This afternoon, my book club met at my house. The book for this month was Joe Biden’s Promises to Keep. I don’t usually read autobiographies, but I enjoyed Biden’s and I liked learning more about someone who could eventually be vice-president. It was a cold and rainy Sunday, and I wanted to make a meal that was simple and warm, and used the vegetables I had from my weekly produce box. (Actually, at first I thought it might be fun to make book-themed food, but it turns out Joe Biden’s favorite meal is pasta, and his favorite dessert is oatmeal-raisin cookies, so that didn’t really fit with what I wanted to serve).

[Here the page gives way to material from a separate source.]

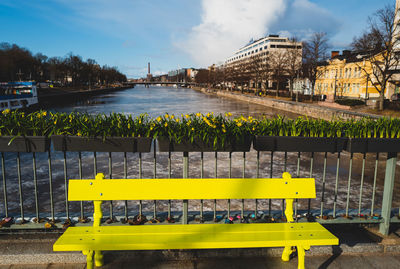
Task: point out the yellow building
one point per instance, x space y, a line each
347 75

Last night, I set some dough for No Knead Bread, using a combination of white and white-whole-wheat flour. This afternoon, I took half of the dough out of the refrigerator, formed it in my baguette pans and let it re-rise. I used a bit too much dough and the baguettes overflowed their chambers a little, but they came out quite tasty.  I I found a sweet potato soup in Robin Robertson’s Fresh from the Vegetarian Slow Cooker, and I had nearly all of the ingredients from my box; I only had to buy fresh ginger. I made a salad with greens, olive oil, salt and pepper and some sliced oranges and their juice. For dessert, I used some plums that I had sliced and frozen right before our trip to Hawaii, and I made a cobbler. The cobbler turned out especially well, so I thought I’d share the recipe. The topping was adapted from a recipe for Pear, Cranberry and Vanilla Crumble from Regan Daley’s In The Sweet Kitchen: The Definitive Baker’s Companion.

Plum Cobbler

Filling

5-6 cups sliced ripe plums

1/4 c. flour

1 orange supremed and chopped

Zest of 1 orange

Topping

3/4 c. flour

3/4 c. sugar

3/4 c. margarine

3/4 c. rolled oats.

Combine filling ingredients in an 8×8 glass dish. In a medium bowl, mix flour and sugar and cut in margarine. Add oats and combine. Sprinkle topping over the filling. Bake at 350 until topping is brown and crisp.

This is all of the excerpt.